Saturday, April 24, 2010

Ho Chi Minh Hangover-- Springroll spin-off!

I still have the Ho Chi Minh hangover, I must admit. And though I am in no way connected to the tourism board of Vietnam, I have encouraged a lot of people to visit the place. It's budget-friendly and a must for BFFs.

Time was when Hong Kong was the cheapest travel abroad. Today, I venture to guess Vietnam is the one that's easiest on the pocket, but not lacking in adventure. If fashion shopping is high on your list though , then this is NOT the place to go. It's a foodie haven. Add to that lacquerware, embroidered linen, coffee and dried fruits.
I'm scrimping on the dried jackfruit to make my supply last. Its crunch and bite rivals the best chips, without the sodium and oil.And I still have my dried candied tomato safely hidden in my fridge. I'm saving it to go with my pan-fried white cheese. We only have one bag of coffee beans left, since we got home.

Fortunately, there are some foodie memories that are relatively easy to re-live and enjoy once again at our dinner table.

Springroll is a wonderful Asian staple, and there are indeed many versions which include our very own lumpiang shanghai and piniritong lumpiang gulay o ubod. The vietnamese version has a couple of twists that add novelty to the meal. For one, it has an odd kind of mushroom which we Filipinos call tenga ng daga (not an appetizing name if you ask me). Not really an ear of a you-know-what; but a dried fungus that when re-hydrated in water grows big 5-6 times its size!
It is best eaten wrapped in lettuce and dipped in sweet-sour fish sauce. So what you have is a combination of crunch, mildly sweet-sour-salty with the lettuce's counter-cooling effect.

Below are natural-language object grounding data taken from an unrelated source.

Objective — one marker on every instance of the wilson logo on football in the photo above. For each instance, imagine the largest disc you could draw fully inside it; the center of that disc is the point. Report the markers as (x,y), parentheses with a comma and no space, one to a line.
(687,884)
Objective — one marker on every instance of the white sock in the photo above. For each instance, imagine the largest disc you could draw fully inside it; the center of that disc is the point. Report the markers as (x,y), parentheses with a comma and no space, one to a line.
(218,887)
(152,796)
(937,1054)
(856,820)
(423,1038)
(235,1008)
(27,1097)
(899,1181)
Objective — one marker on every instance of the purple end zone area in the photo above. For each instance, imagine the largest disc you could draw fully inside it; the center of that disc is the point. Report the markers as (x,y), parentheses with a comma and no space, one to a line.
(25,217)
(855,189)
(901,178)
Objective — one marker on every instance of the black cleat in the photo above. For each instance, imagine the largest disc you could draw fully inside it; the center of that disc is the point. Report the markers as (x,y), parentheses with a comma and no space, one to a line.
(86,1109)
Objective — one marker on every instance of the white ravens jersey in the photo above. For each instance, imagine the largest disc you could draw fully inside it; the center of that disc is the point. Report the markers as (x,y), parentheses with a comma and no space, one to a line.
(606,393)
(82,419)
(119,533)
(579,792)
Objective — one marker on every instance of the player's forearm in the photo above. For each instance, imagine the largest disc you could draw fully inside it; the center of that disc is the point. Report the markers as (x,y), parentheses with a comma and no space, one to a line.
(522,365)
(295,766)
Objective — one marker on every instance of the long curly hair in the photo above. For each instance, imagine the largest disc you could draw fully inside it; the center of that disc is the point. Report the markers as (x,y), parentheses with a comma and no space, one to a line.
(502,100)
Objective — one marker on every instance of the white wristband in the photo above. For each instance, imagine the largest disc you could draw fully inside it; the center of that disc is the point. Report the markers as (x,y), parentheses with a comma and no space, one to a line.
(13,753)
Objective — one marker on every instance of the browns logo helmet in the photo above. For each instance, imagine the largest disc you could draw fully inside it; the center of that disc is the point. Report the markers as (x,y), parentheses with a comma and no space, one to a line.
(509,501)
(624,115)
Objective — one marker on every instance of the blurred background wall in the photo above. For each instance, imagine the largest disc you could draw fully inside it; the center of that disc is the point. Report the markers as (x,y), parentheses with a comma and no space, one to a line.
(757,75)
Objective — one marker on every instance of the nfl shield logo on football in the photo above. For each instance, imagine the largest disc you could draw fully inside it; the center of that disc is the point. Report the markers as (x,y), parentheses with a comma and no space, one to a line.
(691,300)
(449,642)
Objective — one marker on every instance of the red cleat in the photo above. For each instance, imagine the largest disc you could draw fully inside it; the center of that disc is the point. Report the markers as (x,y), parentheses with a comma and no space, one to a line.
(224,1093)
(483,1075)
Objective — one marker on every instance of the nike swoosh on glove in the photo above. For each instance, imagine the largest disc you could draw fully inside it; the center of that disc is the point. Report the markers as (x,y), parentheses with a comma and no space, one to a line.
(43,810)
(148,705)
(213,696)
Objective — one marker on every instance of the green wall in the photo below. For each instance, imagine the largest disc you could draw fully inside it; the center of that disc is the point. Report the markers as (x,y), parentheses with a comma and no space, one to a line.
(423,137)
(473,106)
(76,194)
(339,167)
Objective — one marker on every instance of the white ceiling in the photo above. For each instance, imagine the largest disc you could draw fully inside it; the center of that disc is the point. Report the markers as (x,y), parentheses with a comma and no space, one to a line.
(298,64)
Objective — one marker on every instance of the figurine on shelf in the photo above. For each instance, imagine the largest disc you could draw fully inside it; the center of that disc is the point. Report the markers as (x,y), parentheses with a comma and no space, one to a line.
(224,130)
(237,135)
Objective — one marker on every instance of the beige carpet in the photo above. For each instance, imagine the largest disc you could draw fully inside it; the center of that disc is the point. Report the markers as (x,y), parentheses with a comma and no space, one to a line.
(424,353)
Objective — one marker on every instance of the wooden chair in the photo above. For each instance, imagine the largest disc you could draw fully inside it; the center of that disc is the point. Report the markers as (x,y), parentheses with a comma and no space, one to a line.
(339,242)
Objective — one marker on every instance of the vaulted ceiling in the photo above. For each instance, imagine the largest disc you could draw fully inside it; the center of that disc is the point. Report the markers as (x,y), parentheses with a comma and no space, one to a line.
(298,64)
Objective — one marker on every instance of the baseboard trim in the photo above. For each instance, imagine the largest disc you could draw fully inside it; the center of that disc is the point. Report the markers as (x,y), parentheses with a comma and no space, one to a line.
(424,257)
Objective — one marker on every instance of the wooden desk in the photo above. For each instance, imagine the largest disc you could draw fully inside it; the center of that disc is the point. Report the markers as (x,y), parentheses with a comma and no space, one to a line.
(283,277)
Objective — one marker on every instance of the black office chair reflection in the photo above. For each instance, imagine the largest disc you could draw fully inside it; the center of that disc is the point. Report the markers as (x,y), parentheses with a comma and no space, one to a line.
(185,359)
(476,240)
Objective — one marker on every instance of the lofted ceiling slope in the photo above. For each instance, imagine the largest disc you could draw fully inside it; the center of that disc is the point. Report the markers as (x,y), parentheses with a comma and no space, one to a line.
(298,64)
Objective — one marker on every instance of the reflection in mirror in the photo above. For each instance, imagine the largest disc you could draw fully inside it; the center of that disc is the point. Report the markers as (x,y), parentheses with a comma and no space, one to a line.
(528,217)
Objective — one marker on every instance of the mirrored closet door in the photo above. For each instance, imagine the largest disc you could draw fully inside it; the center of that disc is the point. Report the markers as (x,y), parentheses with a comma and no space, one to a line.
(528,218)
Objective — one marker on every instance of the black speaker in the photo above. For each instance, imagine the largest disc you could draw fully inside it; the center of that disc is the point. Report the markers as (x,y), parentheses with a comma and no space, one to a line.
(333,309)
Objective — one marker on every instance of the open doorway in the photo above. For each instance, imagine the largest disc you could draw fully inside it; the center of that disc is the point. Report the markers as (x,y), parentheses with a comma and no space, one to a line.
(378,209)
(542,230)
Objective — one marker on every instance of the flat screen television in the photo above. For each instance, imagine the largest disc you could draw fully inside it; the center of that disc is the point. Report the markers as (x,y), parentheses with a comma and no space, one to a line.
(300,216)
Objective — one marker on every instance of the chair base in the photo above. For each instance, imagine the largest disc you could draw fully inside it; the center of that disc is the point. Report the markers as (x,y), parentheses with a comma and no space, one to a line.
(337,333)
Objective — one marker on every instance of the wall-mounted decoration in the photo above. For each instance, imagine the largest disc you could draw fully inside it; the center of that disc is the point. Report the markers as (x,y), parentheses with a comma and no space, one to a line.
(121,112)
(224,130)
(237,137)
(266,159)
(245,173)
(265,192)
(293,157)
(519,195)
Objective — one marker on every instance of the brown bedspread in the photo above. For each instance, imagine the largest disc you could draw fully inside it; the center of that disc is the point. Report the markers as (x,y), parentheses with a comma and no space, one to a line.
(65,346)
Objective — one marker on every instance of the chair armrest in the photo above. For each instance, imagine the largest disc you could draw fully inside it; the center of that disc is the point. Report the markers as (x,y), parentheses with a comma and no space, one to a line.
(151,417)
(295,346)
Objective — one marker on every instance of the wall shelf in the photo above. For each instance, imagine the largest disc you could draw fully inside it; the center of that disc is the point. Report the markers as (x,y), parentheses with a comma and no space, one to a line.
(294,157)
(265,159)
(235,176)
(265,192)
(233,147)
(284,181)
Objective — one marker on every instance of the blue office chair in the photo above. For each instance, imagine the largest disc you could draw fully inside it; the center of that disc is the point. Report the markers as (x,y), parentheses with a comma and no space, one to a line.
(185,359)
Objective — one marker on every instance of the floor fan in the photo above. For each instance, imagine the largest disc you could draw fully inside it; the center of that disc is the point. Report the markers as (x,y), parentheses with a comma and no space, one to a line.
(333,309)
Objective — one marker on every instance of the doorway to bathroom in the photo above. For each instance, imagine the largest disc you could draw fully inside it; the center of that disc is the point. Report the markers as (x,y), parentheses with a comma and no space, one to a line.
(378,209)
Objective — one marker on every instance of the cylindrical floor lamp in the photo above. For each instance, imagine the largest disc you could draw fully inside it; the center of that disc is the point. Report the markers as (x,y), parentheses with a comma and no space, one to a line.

What's great about this recipe is you can make your own tweaking. For example you can change ground pork into ground chicken...or make it half pork and half chopped's that versatile.

  • 250 gms ground lean pork
  • 1/4 cup chopped dried fungus (tenga ng daga), soak first, chop, then measure
  • 1/2 cup finely minced carrot
  • 1/2 cup cut-up vermicelli (soak first, before measuring). It can be rice vermicelli (bihon) or mung bean vermicelli (sotanghon)
  • 1 finely chopped onion
  • 1 egg
  • salt and pepper to taste (you may opt just a dash of soy sauce, but use sparingly, otherwise it will overwhelm the flavor of the other ingredients)
  • spring roll wrappers
  • 1/2 c water with a few drops of lemon or calamansi
  • oil for deep frying
Simply mix all the ingredients in a bowl and set aside.
Prepare on your work table a kitchen cloth towel to make sure the wrapper doesn't stick.You can use springroll wrapper from the wet market or the chiller section of the supermarket.

For authenticity, try your hand at the vietnamese dried wrapper. With water and lemon in a bowl, slightly dampen the dried rice paper using a silicon or regular pastry brush. If it's too wet, the wrapper becomes limp, sticky and hard to work with.

Quickly place about 1 spoon of the meat mixture and wrap tightly into a sausage, roughly 2 inches long. Tuck the sides in, roll and seal the corner tip with water.

Prepare a deep wok or deep fryer and pre-heat the oil. Cook your springrolls till golden brown.

At the table, wrap your cooked springroll in lettuce and dip in the sauce!
Best to eat with your hands.

Dipping Sauce: Sweet-Sour Fish Sauce
  • 2 T fish sauce (good quality patis)
  • 4 T water
  • 2 T sugar
  • 1/2 tsp minced garlic
  • 1/2 tsp minced chili
  • 1 T lime, lemon or calamansi juice
  • 1/2 carrot, grated. Sprinkle with 1 t salt and after 10 minutes, squeeze to dry.

In a small sauce pot, heat fish sauce, water and sugar till dissolved. Let cool. Add the rest of ingredients.